With the same hand, she poured the whole box of spaghetti into the pot of boiling water. Then shoved the tops into the water with a spoon.
Mom always breaks the spaghetti in half before she drops it in the water .
“I’ll be quick.”
Will walked out of the room and up the stairs, fighting the urge to break out of the house at a dead sprint.
#5: TRUST NO ONE.
He tossed the cookie out the back window and closed his door quietly. It had no lock, so he tilted his desk chair and wedged the top rail under the knob. He started his phone’s stopwatch app and set it on the bed. Eleven minutes .

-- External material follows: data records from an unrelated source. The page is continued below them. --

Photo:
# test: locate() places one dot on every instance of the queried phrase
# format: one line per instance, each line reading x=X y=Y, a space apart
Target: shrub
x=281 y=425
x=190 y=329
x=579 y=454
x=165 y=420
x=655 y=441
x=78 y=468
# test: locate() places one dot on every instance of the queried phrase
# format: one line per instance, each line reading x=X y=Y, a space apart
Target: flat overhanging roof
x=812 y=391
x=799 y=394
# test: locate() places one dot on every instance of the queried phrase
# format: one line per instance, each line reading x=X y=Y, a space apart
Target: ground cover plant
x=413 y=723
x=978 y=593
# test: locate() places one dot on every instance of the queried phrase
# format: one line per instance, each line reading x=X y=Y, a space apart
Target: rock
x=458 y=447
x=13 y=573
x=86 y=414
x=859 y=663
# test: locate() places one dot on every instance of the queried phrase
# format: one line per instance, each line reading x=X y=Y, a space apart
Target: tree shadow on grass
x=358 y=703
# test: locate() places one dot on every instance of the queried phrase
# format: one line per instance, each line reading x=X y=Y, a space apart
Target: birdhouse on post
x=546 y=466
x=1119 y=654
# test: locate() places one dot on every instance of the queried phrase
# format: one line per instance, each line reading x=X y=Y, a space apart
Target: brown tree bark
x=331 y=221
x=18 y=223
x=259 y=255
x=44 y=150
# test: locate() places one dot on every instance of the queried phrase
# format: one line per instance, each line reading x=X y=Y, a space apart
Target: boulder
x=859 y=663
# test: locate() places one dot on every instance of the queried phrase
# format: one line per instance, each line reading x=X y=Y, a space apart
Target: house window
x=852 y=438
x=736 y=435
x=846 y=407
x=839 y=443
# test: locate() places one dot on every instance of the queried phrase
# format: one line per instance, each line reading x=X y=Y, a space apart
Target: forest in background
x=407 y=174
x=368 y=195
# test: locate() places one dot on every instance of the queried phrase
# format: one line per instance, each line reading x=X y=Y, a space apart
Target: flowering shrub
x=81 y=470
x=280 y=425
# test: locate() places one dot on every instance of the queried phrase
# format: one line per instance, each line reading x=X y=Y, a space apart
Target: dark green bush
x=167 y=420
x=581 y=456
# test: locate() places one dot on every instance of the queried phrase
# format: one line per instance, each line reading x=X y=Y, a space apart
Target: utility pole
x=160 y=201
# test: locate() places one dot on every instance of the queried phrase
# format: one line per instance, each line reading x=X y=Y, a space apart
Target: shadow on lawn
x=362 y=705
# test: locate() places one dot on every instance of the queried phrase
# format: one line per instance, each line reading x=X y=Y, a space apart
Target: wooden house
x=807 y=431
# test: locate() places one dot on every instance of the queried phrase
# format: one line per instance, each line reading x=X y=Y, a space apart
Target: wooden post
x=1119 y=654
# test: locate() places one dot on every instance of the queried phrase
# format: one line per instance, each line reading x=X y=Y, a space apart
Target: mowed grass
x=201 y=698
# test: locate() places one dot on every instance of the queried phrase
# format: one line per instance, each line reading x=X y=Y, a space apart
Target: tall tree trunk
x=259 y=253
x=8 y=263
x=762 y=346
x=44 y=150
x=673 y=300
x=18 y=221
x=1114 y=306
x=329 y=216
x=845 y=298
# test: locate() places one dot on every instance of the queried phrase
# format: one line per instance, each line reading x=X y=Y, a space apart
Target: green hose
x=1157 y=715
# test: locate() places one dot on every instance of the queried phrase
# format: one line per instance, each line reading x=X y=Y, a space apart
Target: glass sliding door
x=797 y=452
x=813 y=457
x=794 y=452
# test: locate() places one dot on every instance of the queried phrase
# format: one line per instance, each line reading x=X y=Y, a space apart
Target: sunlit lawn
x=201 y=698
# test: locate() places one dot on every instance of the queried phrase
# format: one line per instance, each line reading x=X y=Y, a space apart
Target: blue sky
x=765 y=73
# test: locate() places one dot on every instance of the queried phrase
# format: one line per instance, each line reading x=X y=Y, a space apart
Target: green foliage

He stepped to the bathroom and turned on the shower so she’d hear water in the pipes. He peeled off his shirt and sweatpants and checked the road rash on his hip. It was red and raw but he’d had worse. He cleaned it with a washcloth, then splashed on hydrogen peroxide. The scratch on his back looked nasty and inflamed. He poured peroxide on it, then gripped the sink and grimaced through the burn. Moving back to the bedroom, he glanced out one of the windows at the street in front. Empty.
Will dressed in fresh sweats. He picked up his iPhone and tapped the new application. A moment later the “Universal Translator” opened into a blank gray page. No menu or on-screen instructions about how to use it.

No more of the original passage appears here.